Fantasizing about cars is one of my favorite daydreams (and it’s a damn good thing my dreams don't come true because if they did, I’d have a volume of Plymouths, Volvos and dune buggies on my hands). So when asked to dream up a lowrider for myself, with no consideration for the logistics, difficulty, time and coin that actually goes into creating any work of art, it was a no-brainer. I immediately decided on a Polynesian theme: a pineapple exterior and a luau interior. Pineapples taste good to me, their shape is hilarious and their golden ratio proportions are enticing. They also summon thoughts of tropical beaches, drinks, sunsets and the aloha lifestyle. The same can be said for the luau that would take place on the interior of my lowrider.
Glorious island aesthetics need an equally glorious make and model to go with them, which is why I’d personally want them to happen on a ’61 Plymouth Valiant, the car I recently spent a couple years driving. Though my Valiant was cool, the suspension was always off, so to make the thing into a true lowrider it would have to be completely rebuilt. First, I’d need to lower it by getting rid of some springage. I’d also need a brand-new hydraulic system installed. Sixteen switches, byotch (and thousands of dollars). Then I'd need 11-inch, 100-spoke Dayton rims and some white-walled tires to go with it. The 100-spoke Dayton is a classic and would balance out my aloha theme with classic lowrider appeal.
I won't need extra power or toughness: No headers, cams, high-performance coils, customized exhaust systems or extra barrels in my carburetor, just chrome plating on my slant six and a spotless sheen on everything else. We're cruising here (and picking up lovely ladies), not drag racing.

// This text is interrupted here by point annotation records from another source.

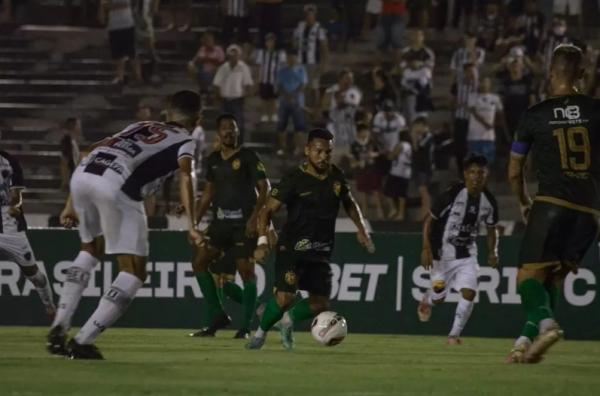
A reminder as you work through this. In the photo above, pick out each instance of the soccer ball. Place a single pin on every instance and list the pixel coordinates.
(329, 328)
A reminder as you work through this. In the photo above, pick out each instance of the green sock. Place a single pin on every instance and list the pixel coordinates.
(249, 302)
(209, 291)
(301, 311)
(233, 291)
(535, 300)
(273, 313)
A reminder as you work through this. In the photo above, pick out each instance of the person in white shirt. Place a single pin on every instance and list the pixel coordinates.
(485, 108)
(233, 82)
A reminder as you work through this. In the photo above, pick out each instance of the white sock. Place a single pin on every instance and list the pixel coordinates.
(42, 286)
(78, 276)
(462, 315)
(112, 305)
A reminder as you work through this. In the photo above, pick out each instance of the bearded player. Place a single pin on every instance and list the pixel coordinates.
(312, 194)
(562, 133)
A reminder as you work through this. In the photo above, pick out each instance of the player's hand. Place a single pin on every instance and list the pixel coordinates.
(364, 239)
(68, 218)
(260, 253)
(426, 258)
(493, 260)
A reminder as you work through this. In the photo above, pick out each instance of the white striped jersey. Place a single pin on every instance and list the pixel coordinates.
(456, 219)
(141, 156)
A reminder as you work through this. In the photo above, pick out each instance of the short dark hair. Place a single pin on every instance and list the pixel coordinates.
(186, 102)
(319, 133)
(475, 159)
(567, 60)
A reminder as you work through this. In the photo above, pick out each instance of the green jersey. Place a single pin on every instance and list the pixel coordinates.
(564, 134)
(234, 181)
(312, 207)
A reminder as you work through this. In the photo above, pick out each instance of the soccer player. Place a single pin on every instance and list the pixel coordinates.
(449, 242)
(14, 245)
(563, 134)
(236, 188)
(107, 192)
(312, 194)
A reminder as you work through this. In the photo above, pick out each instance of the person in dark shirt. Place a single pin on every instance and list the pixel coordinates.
(563, 133)
(312, 193)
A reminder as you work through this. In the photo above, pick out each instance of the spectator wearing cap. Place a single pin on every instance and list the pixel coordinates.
(206, 61)
(341, 102)
(469, 53)
(310, 39)
(485, 109)
(465, 86)
(423, 144)
(233, 81)
(390, 31)
(268, 61)
(292, 80)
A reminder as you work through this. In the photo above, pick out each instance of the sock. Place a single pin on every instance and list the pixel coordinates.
(233, 291)
(301, 311)
(535, 300)
(272, 314)
(78, 276)
(209, 291)
(112, 305)
(462, 315)
(249, 302)
(42, 286)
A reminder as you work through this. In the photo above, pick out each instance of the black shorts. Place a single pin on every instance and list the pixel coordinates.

So back to the interior luau. First, let’s talk about the art of upholstery. Since the paint is going to be gold flake with a cross-hatched pineapple pattern and green pineapple leaf trim, the interior should speak to this theme, but not copy its idea. So since the outside is gold, the inside should be green and lush like the islands. I feel that this best translates into green velvet. I’d also want to make the headliner blue like the tropical sky with painted-on clouds, and I’d change out the steering wheel for a tiny bamboo one and place faux orchids and hibiscus flowers around the interior. I’d probably also throw in a hula girl and tiki god for good measure.
Then there would have to be some sweet sound system, to go with the sweet island soundtrack of the Vintage Hawaiian Treasures series, Dick Dale, The Ventures, Surfaris, and anything with slack-key guitar, steel guitar or the ukulele. And I'd want to go the opposite direction and focus on the treble, not the bass. I really need to hear that ukulele.
Once my lowrider hits the streets, those who lay their eyes upon it, if only for a second, will forget they live in the desert and will be filled with the warmness of aloha. Then they'll shudder and cringe from the overpowering treble.